With that in mind, we first create an empty String
and call it matched
. This will be our result. We also get an iterator for the characters in input
, which we are going to start splitting.
The first step is to see if there is a character at the beginning. We pull the first character from the iterator and check if it is a letter: next.is_alphabetic()
. The standard Rust library, of course, will help us with Unicode - it will correspond to letters in any alphabet, and not just in ASCII. If it is a letter, we put it in our string in the matched
variable, and if not, we do not look at the identifier of the element and immediately return with an error.
In the second step, we continue to pull the characters from the iterator, sending them to the line we create until we is_alphanumeric()
character that does not satisfy the is_alphanumeric()
function (it looks like is_alphabetic()
except that it also includes numbers in any alphabet) or dash '-'
.
When we first see something that does not meet these criteria, we finish the parsing, break the loop, and return a String
, remembering to cut the fragment we used from input
. Similarly, if characters end in an iterator, it means that we have reached the end of the input.
It is worth noting that we do not return with an error when we see something that is not alphanumeric or dashes.

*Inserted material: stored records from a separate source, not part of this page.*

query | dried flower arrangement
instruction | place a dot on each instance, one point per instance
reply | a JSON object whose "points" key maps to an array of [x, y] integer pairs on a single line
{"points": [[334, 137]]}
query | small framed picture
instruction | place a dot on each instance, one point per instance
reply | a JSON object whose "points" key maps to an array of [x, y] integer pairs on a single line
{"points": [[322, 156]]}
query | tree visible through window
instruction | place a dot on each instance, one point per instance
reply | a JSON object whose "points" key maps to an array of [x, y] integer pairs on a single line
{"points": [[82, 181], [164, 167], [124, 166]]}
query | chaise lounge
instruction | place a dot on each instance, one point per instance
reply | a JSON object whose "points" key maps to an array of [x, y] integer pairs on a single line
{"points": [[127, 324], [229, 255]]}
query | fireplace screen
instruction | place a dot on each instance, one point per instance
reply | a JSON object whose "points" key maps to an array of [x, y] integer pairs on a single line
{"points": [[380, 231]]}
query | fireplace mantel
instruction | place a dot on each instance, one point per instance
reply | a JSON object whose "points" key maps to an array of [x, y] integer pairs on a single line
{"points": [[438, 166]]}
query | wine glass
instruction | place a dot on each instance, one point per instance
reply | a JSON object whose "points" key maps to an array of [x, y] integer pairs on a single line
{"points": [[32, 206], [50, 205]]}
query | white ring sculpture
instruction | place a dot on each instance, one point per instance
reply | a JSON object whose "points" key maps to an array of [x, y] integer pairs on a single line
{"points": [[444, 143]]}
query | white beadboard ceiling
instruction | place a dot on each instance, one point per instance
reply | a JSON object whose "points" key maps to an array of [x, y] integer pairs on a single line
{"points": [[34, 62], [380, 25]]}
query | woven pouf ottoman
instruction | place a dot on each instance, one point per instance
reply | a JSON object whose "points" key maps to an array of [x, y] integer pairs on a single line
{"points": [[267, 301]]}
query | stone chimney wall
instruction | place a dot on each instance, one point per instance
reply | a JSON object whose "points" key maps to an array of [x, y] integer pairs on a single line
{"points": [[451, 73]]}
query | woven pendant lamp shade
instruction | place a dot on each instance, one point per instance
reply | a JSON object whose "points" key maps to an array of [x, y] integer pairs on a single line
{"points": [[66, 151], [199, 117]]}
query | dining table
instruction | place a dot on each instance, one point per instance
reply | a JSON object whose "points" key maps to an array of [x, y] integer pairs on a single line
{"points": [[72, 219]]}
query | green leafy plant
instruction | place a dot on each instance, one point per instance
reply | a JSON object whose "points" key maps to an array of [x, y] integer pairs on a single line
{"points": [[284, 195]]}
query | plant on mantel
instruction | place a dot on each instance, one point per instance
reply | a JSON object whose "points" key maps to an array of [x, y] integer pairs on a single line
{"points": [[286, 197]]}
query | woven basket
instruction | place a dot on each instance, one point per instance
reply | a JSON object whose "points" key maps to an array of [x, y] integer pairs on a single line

We already have enough to create a valid identifier after we match this first letter, and it is quite normal that after parsing our identifier there will be more elements in the input line for analysis, so we just stop the parsing and return our result. Only if we cannot find even this first letter, we actually return an error, because in this case there was definitely no identifier.
Remember that the Element
structure is what we are going to parse our XML document into.
struct Element { name: String, attributes: Vec<(String, String)>, children: Vec<Element>, }
In fact, we just finished the analyzer for the first part, the name
field. String
that our parser returns goes directly there. It is also the correct parser for the first part of each attribute
.
Let's check it out.
#[test] fn identifier_parser() { assert_eq!( Ok(("", "i-am-an-identifier".to_string())), identifier("i-am-an-identifier") ); assert_eq!( Ok((" entirely an identifier", "not".to_string())), identifier("not entirely an identifier") ); assert_eq!( Err("!not at all an identifier"), identifier("!not at all an identifier") ); }
We see that in the first case, the string "i-am-an-identifier"
parsed completely, leaving only an empty string. In the second case, the parser returns "not"
as an identifier, and the rest of the string is returned as the remaining input. In the third case, the parser fails immediately, because the first character it finds is not a letter.
Now we can parse the opening <
character, and we can parse the next identifier, but we need to parse both . Therefore, the next step is to write another combinatorial parser function, but one that takes two parsers as input and returns a new parser that parses them both in order. In other words, a parser combinator because it combines the two parsers into a new one. Let's see if we can do this.
fn pair<P1, P2, R1, R2>(parser1: P1, parser2: P2) -> impl Fn(&str) -> Result<(&str, (R1, R2)), &str> where P1: Fn(&str) -> Result<(&str, R1), &str>, P2: Fn(&str) -> Result<(&str, R2), &str>, { move |input| match parser1(input) { Ok((next_input, result1)) => match parser2(next_input) { Ok((final_input, result2)) => Ok((final_input, (result1, result2))), Err(err) => Err(err), }, Err(err) => Err(err), } }
It gets a little trickier here, but you know what to do: start by looking at types.
First of all, we have four types of variables: P1
, P2
, R1
and R2
. These are Parser 1
, Parser 2
, Result 1
and Result 2
. P1
and P2
are functions, and you will notice that they follow the well-established pattern of parser functions: just like the return value, they take &str
as input and return Result
pair of remaining input and result, or an error.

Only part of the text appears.